In bygone generations, English Canadians would have understood the Magna Carta as part of the British parliamentary legacy - part of the British tradition of liberty and fair play (with all of its omissions that often weren't acknowledged) that Canada inherited. In the 1950s when Liberals were busy demolishing the British symbols in Canada, much to the delight of French Canadian nationalists, and increasingly as many English Canadians didn't especially notice or bother about it, Eugene Forsey railed in indignation when Arthur Lower complained about how English Canadians took such things like the Magna Cart as a 'tradition not thine own.' 

This, to Forsey, was nonsense. It was his tradition. It was the tradition of Canada.

What would we think now?

Personally, I first heard of it when I was a young voracious reader of about eleven, poring through the historical novels of Sharon Kay Penman. Good reading still, though I can't find an image from the edition I read.

Friday, 9 August 2013

The Real McCoy

Who was Elijah McCoy? Until recently I hadn’t a clue. Probably I’m not alone.

When the good people of the 4thLine Theatre invited me to see a production of their latest play, ‘The Real McCoy, I soon found out. The play is a loosely historical and biographical story of McCoy, a black inventor, born in Upper Canada but who moved to the United States, and made a life for himself as an inventor of many things, notably a special cup that allowed steam engines to run for longer periods of time without having to be stopped every so often to be re-lubricated.

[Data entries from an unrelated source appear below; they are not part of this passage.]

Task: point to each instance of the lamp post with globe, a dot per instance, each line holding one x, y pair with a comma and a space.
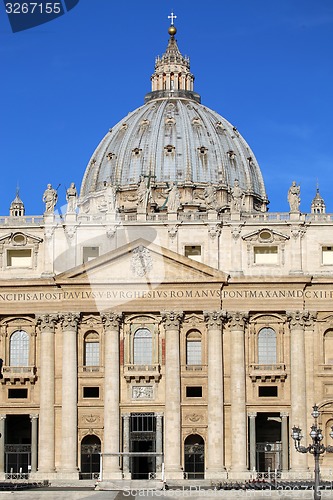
316, 448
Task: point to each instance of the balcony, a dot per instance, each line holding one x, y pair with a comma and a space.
268, 373
140, 373
192, 370
91, 371
18, 374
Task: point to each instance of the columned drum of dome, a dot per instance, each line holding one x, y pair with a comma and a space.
173, 139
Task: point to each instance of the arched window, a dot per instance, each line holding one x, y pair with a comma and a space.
328, 347
19, 349
143, 347
91, 349
90, 457
193, 348
266, 346
194, 459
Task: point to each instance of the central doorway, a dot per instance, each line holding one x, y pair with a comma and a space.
268, 442
142, 445
17, 445
90, 457
194, 457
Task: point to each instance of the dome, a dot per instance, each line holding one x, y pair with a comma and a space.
174, 139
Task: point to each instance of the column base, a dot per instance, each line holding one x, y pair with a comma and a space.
67, 475
43, 475
173, 474
112, 475
240, 475
216, 474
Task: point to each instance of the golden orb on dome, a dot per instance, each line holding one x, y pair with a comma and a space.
172, 30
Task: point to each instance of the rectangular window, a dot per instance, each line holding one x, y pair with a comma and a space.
92, 354
193, 252
194, 391
17, 393
266, 255
90, 253
269, 391
91, 392
193, 352
19, 258
327, 256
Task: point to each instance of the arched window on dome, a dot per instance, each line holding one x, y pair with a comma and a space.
193, 348
328, 347
266, 346
91, 349
142, 347
19, 349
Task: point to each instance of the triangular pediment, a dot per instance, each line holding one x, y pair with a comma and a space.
19, 238
265, 235
142, 262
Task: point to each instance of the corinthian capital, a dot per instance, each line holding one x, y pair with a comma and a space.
47, 322
238, 320
69, 321
111, 320
297, 319
214, 319
172, 319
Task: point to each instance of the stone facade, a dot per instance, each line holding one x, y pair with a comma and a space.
175, 344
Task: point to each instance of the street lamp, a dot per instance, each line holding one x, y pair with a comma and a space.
316, 448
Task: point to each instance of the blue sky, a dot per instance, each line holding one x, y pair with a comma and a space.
265, 65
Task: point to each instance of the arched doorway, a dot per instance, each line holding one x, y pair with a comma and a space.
90, 457
194, 457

If this sounds small, imagine a train trip (as the play asks you to do) interrupted every fifteen minutes by stops to re-lubricate the engines – the stops lasting longer than the journey. Sounds like commuter hell.

I confess that I don’t know how much of the production is historically accurate. McCoy doesn’t get an entry in the Dictionary of Canadian Biography. He shows up only briefly in Robin Winks’ history of the blacks in Canada, as one amongst many Canadian blacks who drifted south to the United States in search of opportunity in the latter years of the nineteenth century. I haven’t done an extensive search, but it seems hard to find a good deal of material on him. What’s more, the writer of the play, Andrew Moodie, admits in the program that he has taken some liberties. He wanted to get at the human story of the man’s life. In this, he more than succeeded.

This blog isn’t usually the place to find a theatre review, so I won’t go on at length of the merits of the production (there are many).

As a work of history, the play is fascinating. Written and first produced in 2006, the play makes some interesting choices. The most noticeable is to make the endemic racism of McCoy’s life only one part of the production. An intelligent and ambitious man like McCoy would have had to face racism on a continuous and ongoing basis. It would have stunted his career, blighted many of his hopes. All of this is in the play, but the play is also much more than this. In many respects it succeeds at telling a deep and universal human story – at drawing anyone in.

I found myself chuckling at a moment early in the play when the young McCoy tries to smash a puzzle his father has given him – frustrated that he can’t get it right. One of my own sons does this on an almost daily basis, especially when hungry or tired. Lego is just too much. In the play McCoy’s father shushes his anger, consoles him and says ‘Anger blinds you. You can’t see when you’re angry.’ The situation is particular; its application is universal.

As I sat in the outdoor theatre in a crowd consisting entirely of white folks, watching this play put on by African Canadian actors, in rural Ontario, it reminded me that the inclusive history that many academics practice is part of something bigger. A historical play, whatever the liberties taken, is still a history lesson – and a much more pleasant one than I could deliver in a lecture hall.